Brownfield’s Weekly Commodity update featuring former OSU Extension Ag Economist Ben Brown. This week Will and Ben look at Brazil’s progress in the sustainable aviation fuel sector.
This Week’s Topics:
- Market recap
- Wheat rally
- Weekend Russian attacks
- U.S. weather impacts
- Planting progress
- Brazil’s delivery of SAFs to U.S.
- Reports to watch
Market recap (Changes on week as of Monday’s close):
- May 2024 corn up $.08 at $4.39
- December 2024 corn up $.03 at $4.72
- May 2024 soybeans up $.03 at $11.61
- November 2024 soybeans up $.04 at $11.71
- May soybean oil up 0.19 cents at 45.66 cents/lb
- May soybean meal up $5.80 at $344.30/short ton
- May 2024 wheat up $.19 at $5.70
- July 2024 wheat up $.20 at $5.87
- May WTI Crude Oil down $2.87 at $82.01/barrel
Weekly Highlights
- Consumer retail sales rose 0.7% in March and outlays in February were also stronger than previously reported, indicating the economy got a boost from consumer spending in the first quarter.

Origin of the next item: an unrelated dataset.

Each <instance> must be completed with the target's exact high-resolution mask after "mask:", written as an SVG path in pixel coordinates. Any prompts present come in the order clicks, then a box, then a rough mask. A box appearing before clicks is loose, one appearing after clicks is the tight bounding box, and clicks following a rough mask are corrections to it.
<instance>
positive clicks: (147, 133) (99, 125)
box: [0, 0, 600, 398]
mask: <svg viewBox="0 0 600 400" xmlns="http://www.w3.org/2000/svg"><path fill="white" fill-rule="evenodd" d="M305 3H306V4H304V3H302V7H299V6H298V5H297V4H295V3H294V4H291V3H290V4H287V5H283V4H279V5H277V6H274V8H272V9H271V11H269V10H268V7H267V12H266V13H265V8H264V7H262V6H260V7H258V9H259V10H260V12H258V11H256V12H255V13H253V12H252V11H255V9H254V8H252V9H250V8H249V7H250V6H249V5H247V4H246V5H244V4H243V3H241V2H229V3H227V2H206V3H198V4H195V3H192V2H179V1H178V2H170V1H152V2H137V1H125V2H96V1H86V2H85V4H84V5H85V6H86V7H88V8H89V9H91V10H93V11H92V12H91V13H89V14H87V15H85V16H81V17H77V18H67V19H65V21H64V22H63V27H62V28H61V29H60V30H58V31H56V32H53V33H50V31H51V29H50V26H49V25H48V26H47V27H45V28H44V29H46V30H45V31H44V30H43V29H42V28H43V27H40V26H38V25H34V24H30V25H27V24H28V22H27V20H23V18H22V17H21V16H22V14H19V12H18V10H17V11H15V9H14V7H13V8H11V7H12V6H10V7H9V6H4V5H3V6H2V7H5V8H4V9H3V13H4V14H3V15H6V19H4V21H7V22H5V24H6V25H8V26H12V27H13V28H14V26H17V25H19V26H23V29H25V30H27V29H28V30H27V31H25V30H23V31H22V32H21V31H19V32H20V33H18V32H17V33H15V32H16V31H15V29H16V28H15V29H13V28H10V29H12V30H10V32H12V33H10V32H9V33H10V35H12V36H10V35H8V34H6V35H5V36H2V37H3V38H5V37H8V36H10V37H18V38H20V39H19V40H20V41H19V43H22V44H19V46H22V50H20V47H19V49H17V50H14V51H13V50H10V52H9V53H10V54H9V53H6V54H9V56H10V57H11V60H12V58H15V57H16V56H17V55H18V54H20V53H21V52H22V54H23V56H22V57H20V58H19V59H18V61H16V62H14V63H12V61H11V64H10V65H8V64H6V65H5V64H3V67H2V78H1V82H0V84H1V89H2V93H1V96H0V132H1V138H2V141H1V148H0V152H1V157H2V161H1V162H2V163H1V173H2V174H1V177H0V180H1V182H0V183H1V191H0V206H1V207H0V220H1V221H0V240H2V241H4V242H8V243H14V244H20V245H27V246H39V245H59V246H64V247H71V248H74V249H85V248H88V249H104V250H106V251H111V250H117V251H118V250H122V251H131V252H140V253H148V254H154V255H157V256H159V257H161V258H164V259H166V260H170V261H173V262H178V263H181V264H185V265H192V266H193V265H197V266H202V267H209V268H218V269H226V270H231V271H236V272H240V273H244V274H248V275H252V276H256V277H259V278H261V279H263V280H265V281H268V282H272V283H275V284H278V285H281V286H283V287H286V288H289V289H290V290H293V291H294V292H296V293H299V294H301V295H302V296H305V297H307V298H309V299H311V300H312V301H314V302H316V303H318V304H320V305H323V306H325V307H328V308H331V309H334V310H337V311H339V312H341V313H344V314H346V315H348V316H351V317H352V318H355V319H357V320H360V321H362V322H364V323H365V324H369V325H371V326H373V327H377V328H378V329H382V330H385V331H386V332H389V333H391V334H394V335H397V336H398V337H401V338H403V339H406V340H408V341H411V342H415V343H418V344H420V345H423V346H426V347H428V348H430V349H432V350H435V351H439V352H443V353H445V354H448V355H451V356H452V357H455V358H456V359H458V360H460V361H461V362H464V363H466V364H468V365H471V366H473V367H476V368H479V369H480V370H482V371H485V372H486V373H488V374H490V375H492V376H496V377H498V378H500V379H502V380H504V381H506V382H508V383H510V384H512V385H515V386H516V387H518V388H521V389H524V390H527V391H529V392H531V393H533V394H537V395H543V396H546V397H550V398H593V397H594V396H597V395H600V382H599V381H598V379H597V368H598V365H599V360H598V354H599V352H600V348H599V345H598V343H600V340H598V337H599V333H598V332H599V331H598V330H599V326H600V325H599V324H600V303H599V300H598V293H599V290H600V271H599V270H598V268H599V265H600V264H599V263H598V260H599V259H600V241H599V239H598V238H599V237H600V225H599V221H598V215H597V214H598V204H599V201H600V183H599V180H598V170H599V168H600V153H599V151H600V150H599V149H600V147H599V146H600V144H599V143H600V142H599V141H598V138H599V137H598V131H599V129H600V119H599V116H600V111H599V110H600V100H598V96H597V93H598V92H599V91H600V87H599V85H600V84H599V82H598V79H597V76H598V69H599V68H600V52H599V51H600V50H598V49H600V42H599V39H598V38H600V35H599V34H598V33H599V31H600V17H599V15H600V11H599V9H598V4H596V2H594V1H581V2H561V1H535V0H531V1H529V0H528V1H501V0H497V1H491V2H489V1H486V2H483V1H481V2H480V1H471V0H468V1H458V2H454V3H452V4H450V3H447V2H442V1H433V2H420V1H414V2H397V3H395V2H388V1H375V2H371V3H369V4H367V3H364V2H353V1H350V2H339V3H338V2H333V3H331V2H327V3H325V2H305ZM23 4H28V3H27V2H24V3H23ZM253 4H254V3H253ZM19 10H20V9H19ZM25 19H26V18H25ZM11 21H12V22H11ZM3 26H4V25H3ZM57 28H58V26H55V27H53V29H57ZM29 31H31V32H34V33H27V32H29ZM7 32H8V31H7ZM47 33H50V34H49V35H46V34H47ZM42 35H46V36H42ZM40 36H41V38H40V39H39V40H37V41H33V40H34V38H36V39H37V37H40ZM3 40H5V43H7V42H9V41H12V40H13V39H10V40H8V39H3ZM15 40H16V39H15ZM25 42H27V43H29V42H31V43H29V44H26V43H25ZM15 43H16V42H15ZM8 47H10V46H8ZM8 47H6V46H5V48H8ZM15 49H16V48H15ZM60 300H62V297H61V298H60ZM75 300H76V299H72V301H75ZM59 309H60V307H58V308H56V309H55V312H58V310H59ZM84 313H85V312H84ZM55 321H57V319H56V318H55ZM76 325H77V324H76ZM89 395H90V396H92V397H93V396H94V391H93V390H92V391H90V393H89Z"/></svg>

- US crude oil stocks excluding the strategic petroleum reserve were up another 115 million gallons from the week prior. Crude oil stocks have increased 628 gallons over the past month. Conversely, US gasoline and distillate stocks were down 48 and 116 million gallons respectively. On the lower gasoline stocks- the average regular gasoline price was up 4 cents week over week.
- Ethanol production pulled back sharply to 289 million gallons- down 21 million from the week prior as several plants took scheduled maintenance. Ethanol stocks levels decreased 5 million gallons but remain at relatively large levels.
- Open interest of Chicago grains and oilseeds was down for wheats (-1.9%), corn (-1.7%), soybean meal (-0.4%), cotton (-19.6%) and rice (-77%) while being up slightly for soybeans (+5.8%) and soybean oil (+3.8%).
- Managed money traders continued to expand their short positions of corn (16,016 contracts) soybeans (28,565 contracts) and Chicago wheat (14,455 contracts). Corn and soybean managed money contracts pulled back from their record short positions but are rebuilding them again.
- USDA’s Cattle on Feed Report showed all cattle on feed as of April 1 at 11.821 head or 101.5% of last year but below the 102.1% trade estimate. March cattle placements at 87.7% of last year were well below the 93.0% trade estimate with marketings of 86.3% year over year- down from a 88.1% expectation.
- Export sales for the most recent week were neutral to bearish with corn sales of 19.7 million bushels only slightly better than the marketing year low set the week prior of 12.8 million. Soybean sales made a counter seasonal move of 17.8 million bushels. There were net cancelations of 0.1 and 3.4 million bushels of grain sorghum and wheat respectively.
- Export inspections were supportive to corn and grain sorghum while neutral to soybeans and wheat. Reported corn inspections of 63.9 million bushels were the largest of the marketing year and highest weekly volume in nearly 2 years.
- National corn planting progress doubled again this week to 12% complete- ahead of 10% on average. Soybean planting rose from 3% to 8%- double the five-year average. Of states reporting plantings- most states are ahead of average.
- The winter wheat conditions rating dropped a surprising 10 points to 336 (a perfect score is 500). However, this remains well ahead of 270 this time last year.